And IEDC's cronyism and giveaways continue to draw fire, including an Indianapolis Star report last month that shows IEDC handed out tax credits to two different California companies whose owners had bankruptcies and tax liens in their recent past. And when local officials in Madison, Indiana expressed skepticism about giving away local tax dollars to help the previously-bankrupt Mynette Boykin locate a promised business in town, IEDC told them to back off.
At first, it seemed as though she was simply going to be making parts of a generator. Then it appeared that was going to be one of several unspecified "other products." Then, at the last session, she talked about how her company was also going to make batteries.Sure makes you wonder if IEDC and Ms. Boykin had another investment in mind- a nice payoff to their well-connected buddies at the Indiana Statehouse, and a good "job creator" headline in the unsuspecting media. Regardless of whether anything actually happened and if it crowded out more legitimate businesses from growing.

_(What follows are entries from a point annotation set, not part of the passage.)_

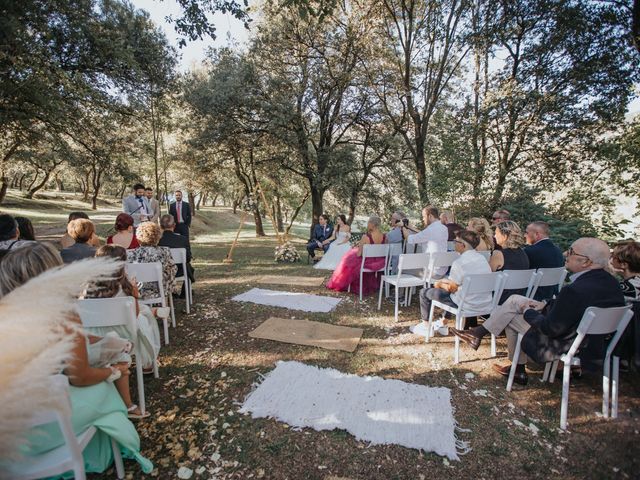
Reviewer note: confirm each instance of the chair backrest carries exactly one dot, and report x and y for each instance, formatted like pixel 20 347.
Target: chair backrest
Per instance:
pixel 109 312
pixel 414 261
pixel 521 279
pixel 179 256
pixel 602 321
pixel 485 253
pixel 147 273
pixel 376 251
pixel 479 283
pixel 549 277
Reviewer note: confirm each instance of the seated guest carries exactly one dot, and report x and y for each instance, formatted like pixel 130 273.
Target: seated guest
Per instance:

So council members kept asking questions. And some thought the answers were inadequate.
By the last executive session May 21, it became clear the project lacked majority support on the council.
Regardless, IEDC official Wanda Heath was there, and she addressed the council for the first time. She sounded irritated. "You could tell she wasn't happy," said Councilman Darrell Henderson, a Democrat.
She also made it clear that she felt that Madison council members weren't doing their job properly.
"She said, 'You guys are moving way too slow; you're making Madison look bad; this process should never take this long; no business is ever going to come to Madison being treated like this,' " said Councilman Rick Berry, a Republican.
"I really thought that was out of order," another councilman, Republican Jim Lee, said.
So when you see the deceptions and cronyism that have wracked IEDC, and then you know that WEDC has already been afflicted with sketchiness and budget deficits in its short existence, you have a right not to trust either Daniels or Walker's plans. Then combine with the fact that Wisconsin lost more jobs than any other state last month, and you can see where WEDC and Walker staffers might be itchy on the trigger finger when it comes to making for a good photo op that costs us all a helluva lot more in the end.
After all, when you're Scott Walker and want to be like Indiana, why wouldn't you make backroom deals like the corrupt corporatist Hoosier you idolize, Mitch Daniels?